The easiest way to traverse binary tree postorder iteratively. What’s the catch?

Andrei Kruglov
2 min readJul 9, 2021

Traverse binary tree iteratively is hard to remember, especially for postorder.

Just as an illustration.

Preorder:

public IList<int> PreorderTraversal(TreeNode root)
{
var result = new List<int>();

var stack = new Stack<TreeNode>();

while (stack.Count != 0 || root != null)
{
if (root != null)
{
result.Add(root.val);
stack.Push(root);
root = root.left;
}
else
{
root = stack.Pop();
root = root.right;
}
}
return result;
}

Inorder:

public IList<int> InorderTraversal(TreeNode root)
{
var result = new List<int>();
if (root == null)
return result;

var stack = new Stack<TreeNode>();

while (stack.Count > 0 || root != null)
{
if (root != null)
{
stack.Push(root);
root = root.left;
}
else
{
root = stack.Pop();
result.Add(root.val);
root = root.right;
}
}

return result;
}

And postorder:

public IList<int> PostorderTraversal(TreeNode root)
{
var stack = new Stack<TreeNode>();
var result = new List<int>();
TreeNode lastNode = null;
TreeNode peek = null;
while (stack.Count > 0 || root != null)
{
if (root != null)
{
stack.Push(root);
root = root.left;
}
else
{
peek = stack.Peek();
if(peek.right != null && lastNode != peek.right)
{
root = peek.right;
}
else
{
result.Add(peek.val);
lastNode = stack.Pop();
}
}
}
return result;
}

And yeah, there are a lot of variations, but it’s still too complex to memorize.

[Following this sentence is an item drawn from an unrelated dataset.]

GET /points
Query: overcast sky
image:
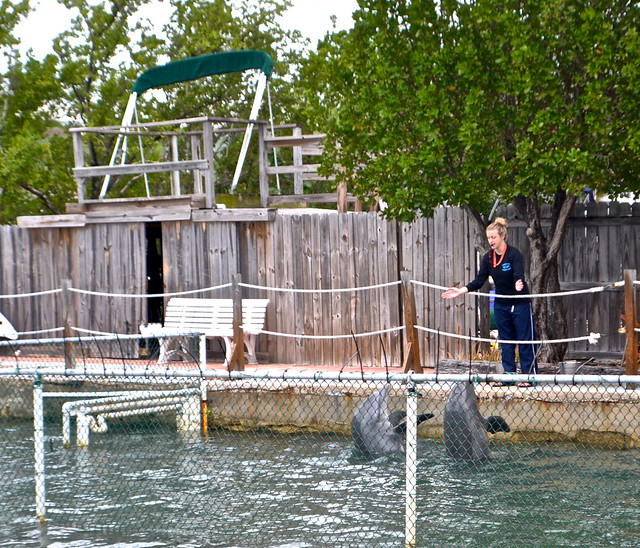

And once I found an easy-to-remember solution:

public IList<int> PostorderTraversal(TreeNode root)
{
var result = new List<int>();
if(root == null)
return result;

var stack = new Stack<TreeNode>();
stack.Push(root);
while (stack.Count > 0)
{
root = stack.Pop();

result.Insert(0, root.val);

if (root.left != null)
stack.Push(root.left);

if (root.right != null)
stack.Push(root.right);
}
return result;
}

It looks concise and similar to the recursive approach:

public IList<int> InorderTraversal(TreeNode root)
{
var result = new List<int>();

if (root == null)
return result;

if (root.left != null)
result.AddRange(InorderTraversal(root.left));

result.Add(root.val);

if (root.right != null)
result.AddRange(InorderTraversal(root.right));

return result;
}

I wish it was so lucky. But look at this line:

result.Insert(0, root.val);

Inserting to the List costs O(N) both in C# and Java. So, when we put such code within the loop we will get O(N²) as total complexity.

That’s really bad.

And I noticed again that nobody thinks in terms of time complexity.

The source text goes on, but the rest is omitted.